2. Instead of creating a skating word problem, I simply placed a girl skating next to one "part," a boy skating next to another "part," and a boy and girl skating together next to the "whole." I was hoping students would be able to focus more on modeling the processes of adding/subtracting.

3. I modeled a variety of addition and subtraction scenarios, including Part-Part Whole (unknown part or whole) and Comparison (unknown part or unknown difference).

4. Finally, I developed a staircase of complexity by beginning with easier tasks (addition, smaller numbers) and building up to more difficult tasks (subtraction, larger numbers, inclusion of zero).
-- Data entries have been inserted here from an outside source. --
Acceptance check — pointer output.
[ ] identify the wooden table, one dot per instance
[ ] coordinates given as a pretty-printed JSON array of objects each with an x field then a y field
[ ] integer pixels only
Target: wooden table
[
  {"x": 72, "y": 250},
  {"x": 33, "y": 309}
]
*Developing a Conceptual Understanding: Reflection*

# Skating on a Number Line

Lesson 6 of 16

## Objective: SWBAT use an open number line to solve multi-digit addition and subtraction problems.

#### Opening

*5 min*

To begin today's lesson, I decided it would be fun to show this roller skating commercial for Evian water to students. I explained: *Fourth graders, today we are going to solve some roller skating problems! I thought we should watch a roller skating video to help us feel inspired! *Many students giggled all the way through the video. Others excitedly said, "Oh yeah! I've seen this before!"

**Rationale**

I knew roller skating would be a fun context for adding. Later on, students will be solving word problems involving roller skating. This commercial will help spark interest.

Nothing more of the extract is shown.